WCRI’s been publishing a flurry of great reports on injured worker outcomes, physician dispensing, opioids, and hospital costs. Sign up for a free webinar on outcomes here.

Coventry’s out with the second part of their work comp Drug Trends Report – download it here. This part deals with the differences between managed and unmanaged pharmacy.  Good video intro by Nikki Wilson too...

HealtheSystems is rumored to be looking to split the company in two, selling off the PBM and keeping the Ancillary Benefit Network business. With myMatrixx setting yet another high point for valuation recently, we’ll have to see if PBM prices remain stratospheric or drop a little closer to earth.

Given the myMatrixx – Express Scripts transaction had a ton of strategic benefit for the acquirer, a similar valuation for Healthe might be a tad optimistic. In addition, a very sizable chunk of the PBM business comes from one payer – the Travelers – a “customer concentration” issue that will give some pause.

BTW, I’m hearing optimism from many work comp pharma buyers about the “new” myMatrixx-ESI combination.  Guarded, but optimistic.

Medicare

Are you seeing an uptick in Commercial Repayment Center (CRC) demands coming from the Coordination of Benefits & Recovery Program? (COB&R)? A couple clients have mentioned this to me..the concern seems to be CMS is revisiting MSAs and looking for additional funds (I am likely not phrasing this correctly…Rafael, please clarify/correct!)

Physicians work for others…

About 2/3rds of younger physicians are employed.   Overall, less than half of practicing physicians have an ownership stake in their practice.

Finally, here’s a really interesting snapshot of price variation in a wide variety of healthcare markets

2 thoughts on “Workers’ comp update

  1. While not Rafael, please allow another lowly MSP compliance attorney to throw in my two-cents in response to your statement concerning increased demands from the CRC. I am not aware of CMS’s Commercial Repayment Center utilizing MSAs to drive its Medicare conditional payment recovery, but it is definitely utilizing Section 111 Mandatory Insurer Reporting data to drive its recovery efforts.

    Notably, we have seen where a particular employer or carrier receives increased attention from the CRC through a flurry of conditional payment demands in a short period of time. The demands are based upon the employer or carrier’s reporting of Ongoing Responsibility for Medicals (ORM). In other words, advising Medicare that it is accepting certain medical care stemming from a claim. Once ORM is reported Medicare claims a right of recovery against the employer or carrier for reimbursement of injury related payments by Medicare.
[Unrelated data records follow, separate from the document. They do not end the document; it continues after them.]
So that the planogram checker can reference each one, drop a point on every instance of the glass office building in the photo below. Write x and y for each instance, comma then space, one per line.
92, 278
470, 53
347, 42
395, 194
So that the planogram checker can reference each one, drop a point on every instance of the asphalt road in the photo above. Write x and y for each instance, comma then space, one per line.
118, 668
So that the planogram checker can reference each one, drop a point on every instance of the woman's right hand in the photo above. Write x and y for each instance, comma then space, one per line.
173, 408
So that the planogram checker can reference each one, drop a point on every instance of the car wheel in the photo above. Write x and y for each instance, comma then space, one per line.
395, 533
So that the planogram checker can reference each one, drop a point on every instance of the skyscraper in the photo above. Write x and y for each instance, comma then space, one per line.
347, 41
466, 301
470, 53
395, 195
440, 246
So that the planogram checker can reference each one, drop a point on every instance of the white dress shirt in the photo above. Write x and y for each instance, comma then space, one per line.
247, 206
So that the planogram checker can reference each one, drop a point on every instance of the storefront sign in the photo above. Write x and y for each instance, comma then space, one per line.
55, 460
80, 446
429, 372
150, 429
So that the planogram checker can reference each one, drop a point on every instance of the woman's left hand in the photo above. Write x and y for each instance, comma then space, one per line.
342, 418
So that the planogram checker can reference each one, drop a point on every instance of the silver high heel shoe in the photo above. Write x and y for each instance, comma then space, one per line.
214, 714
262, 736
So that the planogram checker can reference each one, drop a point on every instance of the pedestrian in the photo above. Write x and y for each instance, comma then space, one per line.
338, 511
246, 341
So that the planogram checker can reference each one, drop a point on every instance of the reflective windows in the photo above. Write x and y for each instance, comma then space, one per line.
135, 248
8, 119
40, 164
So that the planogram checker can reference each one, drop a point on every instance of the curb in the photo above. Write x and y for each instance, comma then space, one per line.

    As this is data driven recovery, employers and carriers can run afoul of the CRC when their reporting data is inaccurate or omitted. We at Tower MSA Partners have seen instances where following full settlement of a case the termination of ORM was not reported. As a result, CMS believes that the employer or carrier is still accepting responsibility for injury-related medical! The result is the CRC issuing a demand for recovery of conditional payments for post-settlement medical care. The good news is all of this can be corrected, but it results in the expenditure of time and money that could have been avoided had the termination of ORM been correctly reported at the time the case settled.

    The bottom line, whether demands from the CRC come in a flurry or only occasionally, review them and make sure the itemized payments for which CRC is seeking recovery are not post-settlement.